When I was a little kid, I asked my parents why grownups didn't smile very much. They couldn't come up with a valid answer. From my vantage point, being a grownup seemed way more cool than being a kid and I thought if I ever became an adult I'd smile all the time.
Well, ostensibly, I am a grownup now and, no, I do not smile all the time. But I sure as hell smile more than the people I work with. Man, what a bunch of Crankypants! And the higher their rank, the more cranky they are. I don't know why they're so pissed off all the time. I know they make about 10,824,537 times more money than I do. Ditto for the amount they get laid compared to me, so what do they have to be grumpy about??? If I could make decent cash and get some dick every once in a while, I'd be floating on air. But here I am, living hand to mouth and hand to---well, you know,---and I still manage to smile and say "Good morning", where these sourpusses just slither on by without a word. They act like they graduated from the Snape School of Social Skills. (Except Alan Rickman is hot and they aren't.)

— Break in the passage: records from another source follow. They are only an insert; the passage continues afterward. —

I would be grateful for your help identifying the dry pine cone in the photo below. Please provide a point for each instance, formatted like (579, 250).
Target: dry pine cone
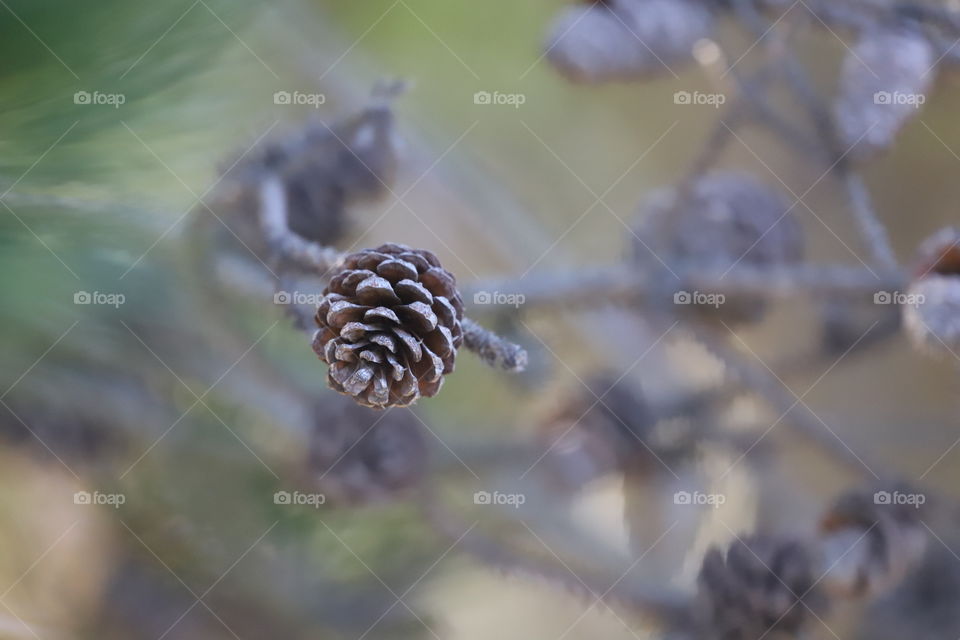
(389, 326)
(761, 587)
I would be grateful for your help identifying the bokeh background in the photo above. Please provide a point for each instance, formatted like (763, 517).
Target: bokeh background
(165, 398)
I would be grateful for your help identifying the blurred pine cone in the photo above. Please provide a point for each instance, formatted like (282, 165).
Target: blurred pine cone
(883, 83)
(871, 542)
(931, 308)
(588, 438)
(625, 39)
(728, 219)
(358, 456)
(760, 588)
(389, 326)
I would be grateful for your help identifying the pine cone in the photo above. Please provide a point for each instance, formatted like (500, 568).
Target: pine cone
(754, 590)
(931, 307)
(728, 219)
(883, 83)
(872, 541)
(389, 326)
(359, 456)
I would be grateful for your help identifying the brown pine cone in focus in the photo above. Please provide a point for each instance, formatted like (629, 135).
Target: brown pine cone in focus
(760, 588)
(389, 326)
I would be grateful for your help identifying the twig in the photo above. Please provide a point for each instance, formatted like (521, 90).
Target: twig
(492, 349)
(626, 285)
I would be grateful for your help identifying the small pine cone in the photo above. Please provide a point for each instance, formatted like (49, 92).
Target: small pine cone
(761, 588)
(359, 456)
(931, 309)
(883, 82)
(389, 326)
(626, 39)
(870, 542)
(729, 219)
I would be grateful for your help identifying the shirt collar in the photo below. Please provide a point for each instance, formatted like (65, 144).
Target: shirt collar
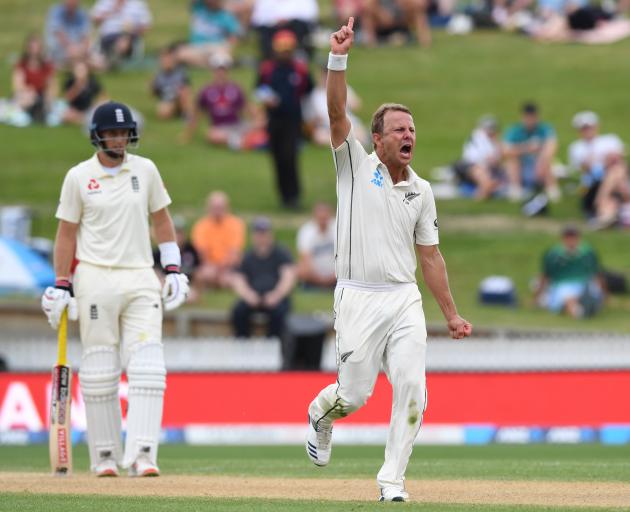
(411, 175)
(102, 173)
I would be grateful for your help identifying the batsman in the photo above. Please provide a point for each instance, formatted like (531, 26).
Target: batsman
(385, 215)
(106, 206)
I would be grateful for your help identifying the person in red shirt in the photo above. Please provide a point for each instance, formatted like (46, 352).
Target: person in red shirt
(34, 80)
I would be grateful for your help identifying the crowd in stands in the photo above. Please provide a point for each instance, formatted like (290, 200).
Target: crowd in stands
(56, 80)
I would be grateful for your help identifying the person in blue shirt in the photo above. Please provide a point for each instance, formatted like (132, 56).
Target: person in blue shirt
(529, 148)
(213, 30)
(67, 32)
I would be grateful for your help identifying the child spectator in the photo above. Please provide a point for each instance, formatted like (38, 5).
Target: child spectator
(212, 30)
(122, 24)
(33, 80)
(219, 238)
(316, 249)
(171, 85)
(600, 159)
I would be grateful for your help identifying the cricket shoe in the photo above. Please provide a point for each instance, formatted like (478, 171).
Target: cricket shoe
(318, 442)
(393, 494)
(106, 468)
(143, 467)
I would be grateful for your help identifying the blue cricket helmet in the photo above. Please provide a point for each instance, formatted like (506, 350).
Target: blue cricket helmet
(111, 116)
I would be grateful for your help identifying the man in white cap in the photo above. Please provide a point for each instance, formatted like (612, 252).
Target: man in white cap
(600, 159)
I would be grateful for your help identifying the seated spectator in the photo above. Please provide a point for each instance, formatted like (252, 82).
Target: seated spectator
(122, 24)
(570, 280)
(315, 113)
(33, 80)
(219, 238)
(529, 148)
(299, 16)
(225, 103)
(263, 283)
(68, 33)
(171, 85)
(316, 249)
(480, 165)
(81, 90)
(600, 159)
(190, 259)
(213, 30)
(383, 17)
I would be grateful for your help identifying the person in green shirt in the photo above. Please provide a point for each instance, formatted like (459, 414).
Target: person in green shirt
(570, 280)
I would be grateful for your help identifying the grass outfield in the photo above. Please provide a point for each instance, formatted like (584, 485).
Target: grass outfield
(448, 88)
(509, 469)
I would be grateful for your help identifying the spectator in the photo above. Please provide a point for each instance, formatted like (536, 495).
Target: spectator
(190, 259)
(122, 24)
(219, 238)
(529, 148)
(316, 249)
(283, 82)
(600, 159)
(480, 165)
(299, 16)
(571, 280)
(263, 283)
(80, 91)
(171, 85)
(383, 17)
(68, 33)
(315, 110)
(34, 85)
(224, 102)
(212, 30)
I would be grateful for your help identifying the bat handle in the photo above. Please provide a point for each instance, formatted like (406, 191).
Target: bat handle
(62, 339)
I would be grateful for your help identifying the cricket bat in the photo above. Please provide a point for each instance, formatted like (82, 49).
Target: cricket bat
(60, 438)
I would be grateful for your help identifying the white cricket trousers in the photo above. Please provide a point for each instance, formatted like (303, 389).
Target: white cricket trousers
(379, 325)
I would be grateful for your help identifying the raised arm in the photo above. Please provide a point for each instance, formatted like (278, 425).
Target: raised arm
(336, 87)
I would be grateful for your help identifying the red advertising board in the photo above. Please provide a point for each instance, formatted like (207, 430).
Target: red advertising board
(502, 399)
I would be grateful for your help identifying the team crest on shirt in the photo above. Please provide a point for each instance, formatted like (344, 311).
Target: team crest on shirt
(94, 187)
(377, 179)
(410, 196)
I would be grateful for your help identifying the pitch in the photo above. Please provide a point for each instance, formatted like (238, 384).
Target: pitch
(497, 477)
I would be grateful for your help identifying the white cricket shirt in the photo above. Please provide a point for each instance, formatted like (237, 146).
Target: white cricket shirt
(113, 211)
(379, 223)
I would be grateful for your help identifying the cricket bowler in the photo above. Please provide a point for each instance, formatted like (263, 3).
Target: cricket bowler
(385, 214)
(104, 212)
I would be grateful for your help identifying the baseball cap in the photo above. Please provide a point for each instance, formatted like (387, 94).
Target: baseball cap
(284, 40)
(585, 118)
(570, 230)
(261, 223)
(530, 108)
(488, 122)
(220, 60)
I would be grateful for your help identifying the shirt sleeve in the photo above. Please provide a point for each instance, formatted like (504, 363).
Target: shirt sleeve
(70, 203)
(426, 232)
(158, 196)
(349, 155)
(304, 240)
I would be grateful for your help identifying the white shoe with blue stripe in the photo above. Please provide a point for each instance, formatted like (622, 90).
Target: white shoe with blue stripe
(318, 442)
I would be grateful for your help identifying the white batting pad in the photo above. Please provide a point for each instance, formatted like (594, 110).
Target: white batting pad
(99, 376)
(146, 373)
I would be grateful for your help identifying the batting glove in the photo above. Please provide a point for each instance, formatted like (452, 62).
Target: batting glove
(175, 290)
(56, 299)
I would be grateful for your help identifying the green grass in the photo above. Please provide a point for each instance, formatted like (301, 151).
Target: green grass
(447, 88)
(59, 503)
(594, 462)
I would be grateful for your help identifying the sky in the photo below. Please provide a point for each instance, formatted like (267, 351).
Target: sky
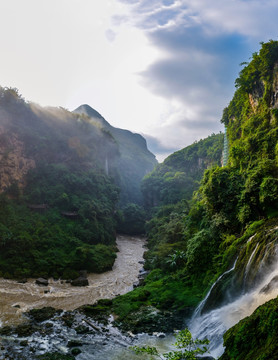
(161, 68)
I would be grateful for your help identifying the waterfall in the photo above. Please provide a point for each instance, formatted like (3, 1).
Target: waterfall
(200, 307)
(213, 324)
(106, 166)
(248, 266)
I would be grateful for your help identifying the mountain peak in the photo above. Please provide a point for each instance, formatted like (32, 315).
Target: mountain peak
(89, 111)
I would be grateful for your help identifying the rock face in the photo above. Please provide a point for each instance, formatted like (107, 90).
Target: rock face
(42, 282)
(80, 281)
(14, 164)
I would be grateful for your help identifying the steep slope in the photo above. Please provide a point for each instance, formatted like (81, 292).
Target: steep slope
(58, 196)
(178, 176)
(135, 160)
(193, 243)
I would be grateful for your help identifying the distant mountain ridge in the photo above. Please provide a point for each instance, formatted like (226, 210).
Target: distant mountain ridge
(135, 160)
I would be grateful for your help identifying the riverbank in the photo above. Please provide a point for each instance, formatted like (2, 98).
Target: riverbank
(17, 298)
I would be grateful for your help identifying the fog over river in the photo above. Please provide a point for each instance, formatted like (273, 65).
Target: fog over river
(16, 298)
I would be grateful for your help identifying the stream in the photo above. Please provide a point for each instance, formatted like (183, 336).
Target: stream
(16, 298)
(108, 343)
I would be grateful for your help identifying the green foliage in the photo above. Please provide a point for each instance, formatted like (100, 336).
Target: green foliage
(231, 203)
(188, 348)
(47, 243)
(177, 177)
(255, 337)
(133, 220)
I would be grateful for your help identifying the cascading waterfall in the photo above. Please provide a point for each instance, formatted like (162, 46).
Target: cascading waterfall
(198, 311)
(213, 324)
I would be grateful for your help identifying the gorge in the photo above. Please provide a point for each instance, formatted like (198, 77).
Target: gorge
(212, 230)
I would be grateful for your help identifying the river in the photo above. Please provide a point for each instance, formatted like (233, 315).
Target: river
(16, 298)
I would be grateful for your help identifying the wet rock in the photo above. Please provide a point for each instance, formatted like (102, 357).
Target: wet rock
(74, 343)
(148, 319)
(55, 356)
(81, 281)
(83, 273)
(42, 282)
(76, 351)
(68, 319)
(81, 329)
(43, 314)
(22, 281)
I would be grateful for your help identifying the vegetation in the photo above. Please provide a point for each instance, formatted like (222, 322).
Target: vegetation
(255, 336)
(193, 240)
(188, 348)
(60, 189)
(179, 175)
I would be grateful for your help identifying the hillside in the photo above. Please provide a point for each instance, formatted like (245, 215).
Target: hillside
(134, 162)
(233, 214)
(60, 186)
(179, 175)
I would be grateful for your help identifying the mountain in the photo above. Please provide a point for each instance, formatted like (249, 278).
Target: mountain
(221, 244)
(61, 177)
(179, 175)
(135, 160)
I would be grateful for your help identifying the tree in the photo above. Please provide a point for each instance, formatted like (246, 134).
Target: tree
(188, 348)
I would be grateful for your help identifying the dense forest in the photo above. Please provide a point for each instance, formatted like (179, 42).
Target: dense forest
(192, 240)
(201, 216)
(63, 194)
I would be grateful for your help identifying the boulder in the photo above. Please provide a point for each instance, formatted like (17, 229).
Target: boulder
(81, 281)
(42, 282)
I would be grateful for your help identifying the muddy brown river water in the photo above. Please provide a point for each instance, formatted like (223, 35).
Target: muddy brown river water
(16, 298)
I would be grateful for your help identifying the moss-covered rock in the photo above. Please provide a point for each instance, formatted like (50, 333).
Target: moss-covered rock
(255, 337)
(55, 356)
(43, 314)
(148, 319)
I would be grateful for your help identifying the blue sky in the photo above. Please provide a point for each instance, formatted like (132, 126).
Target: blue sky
(163, 68)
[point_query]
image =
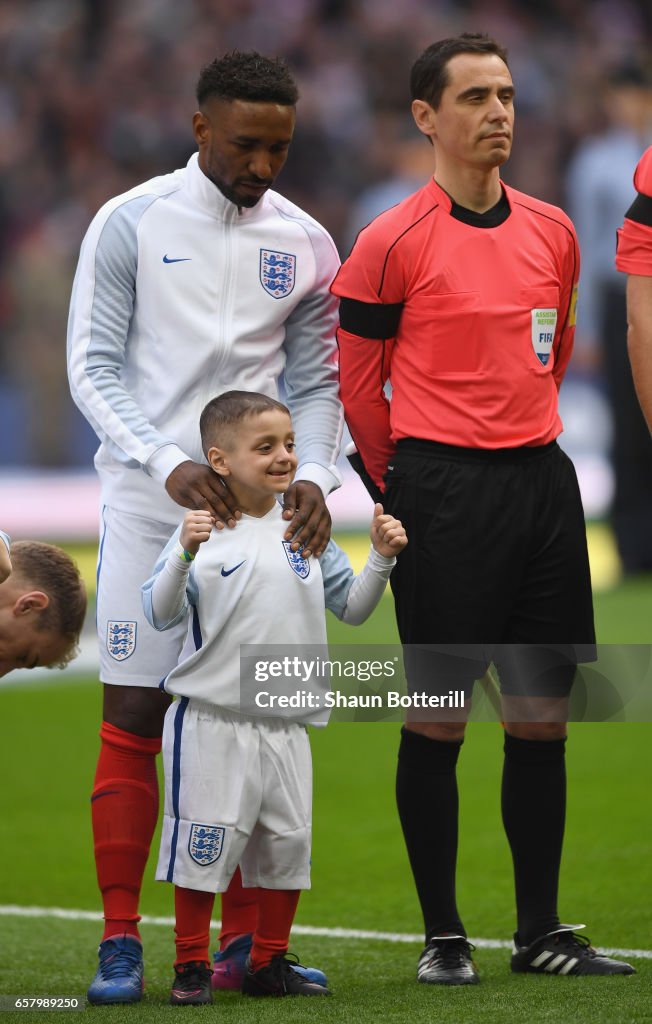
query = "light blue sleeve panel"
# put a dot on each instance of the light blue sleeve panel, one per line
(101, 307)
(338, 578)
(191, 592)
(311, 367)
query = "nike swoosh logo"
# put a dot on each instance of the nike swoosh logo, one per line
(228, 571)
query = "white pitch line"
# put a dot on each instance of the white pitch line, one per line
(13, 910)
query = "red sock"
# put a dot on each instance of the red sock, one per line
(192, 912)
(240, 910)
(276, 908)
(125, 808)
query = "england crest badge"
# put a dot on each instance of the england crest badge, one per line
(277, 271)
(206, 843)
(298, 564)
(121, 639)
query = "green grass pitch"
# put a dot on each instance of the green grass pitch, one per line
(360, 875)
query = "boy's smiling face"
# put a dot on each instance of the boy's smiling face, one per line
(260, 462)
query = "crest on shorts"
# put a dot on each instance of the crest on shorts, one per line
(121, 639)
(277, 272)
(298, 564)
(205, 844)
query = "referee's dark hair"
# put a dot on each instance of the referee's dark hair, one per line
(429, 76)
(248, 76)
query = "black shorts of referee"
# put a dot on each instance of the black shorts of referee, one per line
(496, 567)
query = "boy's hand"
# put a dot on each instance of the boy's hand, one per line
(388, 536)
(196, 529)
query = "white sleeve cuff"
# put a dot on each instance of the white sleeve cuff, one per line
(164, 460)
(328, 479)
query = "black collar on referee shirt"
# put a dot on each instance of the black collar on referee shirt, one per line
(490, 218)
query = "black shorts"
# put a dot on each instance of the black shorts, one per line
(495, 568)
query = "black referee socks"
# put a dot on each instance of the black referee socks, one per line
(533, 800)
(427, 800)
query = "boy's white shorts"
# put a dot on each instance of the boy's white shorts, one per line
(237, 791)
(131, 651)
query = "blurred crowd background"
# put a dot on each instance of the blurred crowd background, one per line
(96, 95)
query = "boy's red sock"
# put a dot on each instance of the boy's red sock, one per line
(125, 808)
(192, 911)
(276, 908)
(240, 910)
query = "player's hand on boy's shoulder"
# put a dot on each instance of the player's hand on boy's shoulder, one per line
(198, 486)
(196, 529)
(388, 534)
(309, 527)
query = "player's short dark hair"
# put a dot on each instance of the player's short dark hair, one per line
(248, 76)
(429, 76)
(51, 569)
(221, 417)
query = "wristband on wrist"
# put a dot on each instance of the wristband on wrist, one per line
(182, 553)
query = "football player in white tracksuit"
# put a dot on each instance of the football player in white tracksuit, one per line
(192, 283)
(238, 784)
(5, 557)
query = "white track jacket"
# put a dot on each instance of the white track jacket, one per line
(180, 295)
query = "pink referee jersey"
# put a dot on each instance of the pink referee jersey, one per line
(473, 325)
(634, 252)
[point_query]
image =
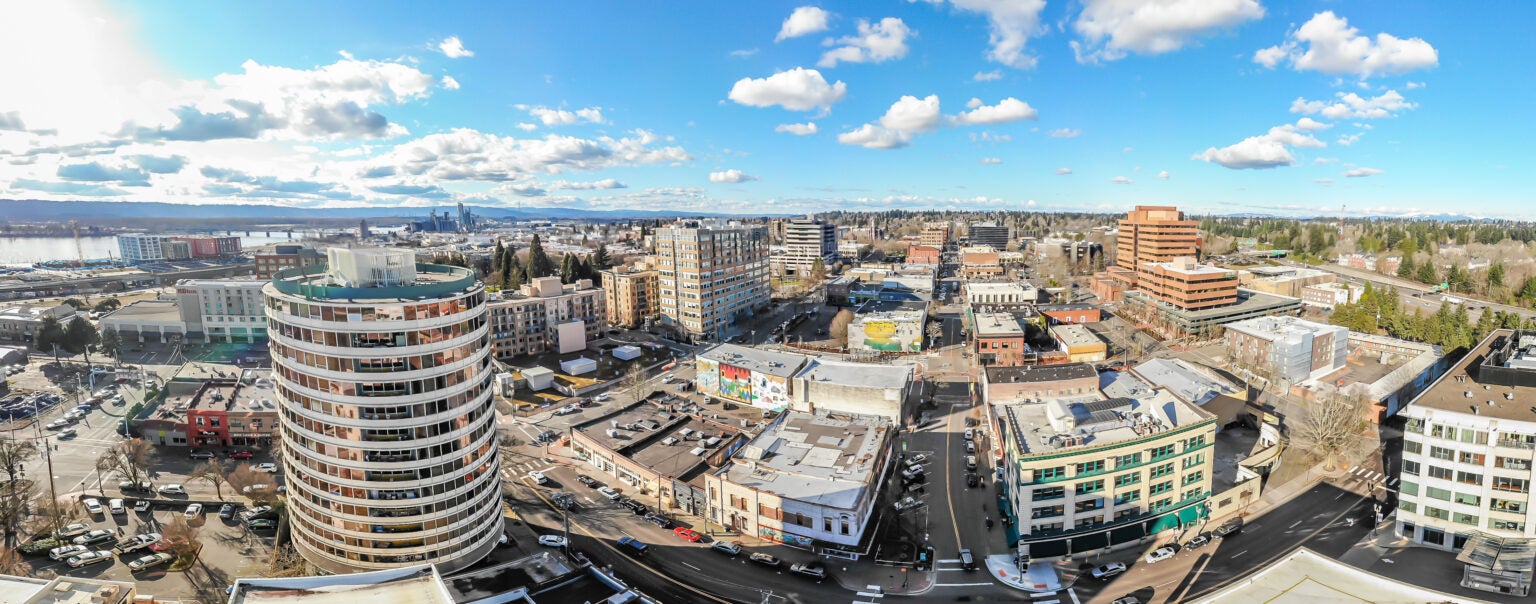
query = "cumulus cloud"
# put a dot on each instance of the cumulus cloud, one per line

Hey, wait a minute. I just had an idea. (That's a bad sign.)
What if the reason they are grumpy is because they're NOT getting laid? Perhaps I could start a "side business" and kill a whole mess o' stones in one throw, as it were. It worked for that Mom in Manhattan, right? Oh, wait, she's in prison now. Okay, maybe not. I told you it was a bad sign.
The grass is always greener, I suppose. I think they should be happy because they have money and sex. They probably walk by me and say, "Gee whiz, that middle-aged, slightly stoop-shouldered woman with the curly hair has no responsbility at work and a big bed all to herself at home--talk about lucky!"